The following year, Kenny devoted himself to building relationships and genuinely getting to know the people around him. Having quit baseball, he led worship each week with full dedication. All the while, he was continuing to pursue law school with no ambition of going into ministry. In fact, in all the years of leading in high school and college, he never thought about being anything other than an attorney.
When it came time for him to take the LSAT during the summer before his senior year, Kenny felt a lot of uncertainty about pursuing law school. He began to question the ambitions he had kept for so long.

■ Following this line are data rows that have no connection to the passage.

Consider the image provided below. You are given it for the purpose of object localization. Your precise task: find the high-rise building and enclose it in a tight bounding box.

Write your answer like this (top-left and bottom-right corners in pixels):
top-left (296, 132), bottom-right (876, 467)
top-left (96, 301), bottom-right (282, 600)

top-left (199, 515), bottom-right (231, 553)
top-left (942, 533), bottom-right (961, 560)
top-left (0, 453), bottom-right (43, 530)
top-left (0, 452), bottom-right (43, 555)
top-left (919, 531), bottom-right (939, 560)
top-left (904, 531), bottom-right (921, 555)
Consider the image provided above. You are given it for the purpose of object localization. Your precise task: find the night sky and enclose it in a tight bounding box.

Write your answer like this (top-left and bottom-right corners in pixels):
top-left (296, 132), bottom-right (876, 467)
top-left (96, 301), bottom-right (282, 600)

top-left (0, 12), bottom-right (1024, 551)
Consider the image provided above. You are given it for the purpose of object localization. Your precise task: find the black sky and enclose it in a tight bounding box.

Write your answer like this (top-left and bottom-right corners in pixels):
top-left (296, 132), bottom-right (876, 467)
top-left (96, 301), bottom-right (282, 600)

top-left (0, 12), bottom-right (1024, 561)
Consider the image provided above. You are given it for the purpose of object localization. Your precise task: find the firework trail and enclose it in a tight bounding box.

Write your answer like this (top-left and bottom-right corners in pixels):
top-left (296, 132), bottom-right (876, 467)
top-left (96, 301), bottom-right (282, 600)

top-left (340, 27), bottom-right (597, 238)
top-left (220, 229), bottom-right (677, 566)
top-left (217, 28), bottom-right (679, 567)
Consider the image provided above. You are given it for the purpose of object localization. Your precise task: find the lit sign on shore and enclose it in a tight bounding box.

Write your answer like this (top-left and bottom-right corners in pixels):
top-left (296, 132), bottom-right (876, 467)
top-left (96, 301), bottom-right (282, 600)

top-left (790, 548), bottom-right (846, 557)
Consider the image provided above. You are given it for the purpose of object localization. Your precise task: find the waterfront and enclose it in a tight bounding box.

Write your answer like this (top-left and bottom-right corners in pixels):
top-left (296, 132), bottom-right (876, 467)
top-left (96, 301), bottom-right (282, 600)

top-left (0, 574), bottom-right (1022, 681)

However, he felt joy in his time leading worship and even thought, Why can’t I just do this?
The most convicting affirmation of Kenny’s call to ministry came on a Sunday when he overslept for the morning service at his home church in Georgetown and found himself at a Sunday evening service at The Austin Stone Community Church. As he listened to Matt Carter describe his own call to ministry, Kenny started thinking, Law school doesn’t make me feel that way, but leading worship does. The band started to lead a song that Kenny had heard and led countless times, but, in that moment, he felt newly convicted by the lyrics:
Spirit lead me where my trust is without borders
Let me walk upon the waters
Wherever You would call me
Take me deeper than my feet could ever wander
Over the next few years, the Lord led Kenny on a journey of faith and he is now in his second year as a worship resident at The Stone. He looks back on his ministry in high school and college, at the times when he was harboring sinful pride and self-righteousness, and is amazed at how God used him even then, a broken kid, to spread the gospel to his classmates. And, though he always wanted to make his father proud by gaining status and recognition, he recognizes how his parents are overjoyed in seeing him proclaim the glory of God instead.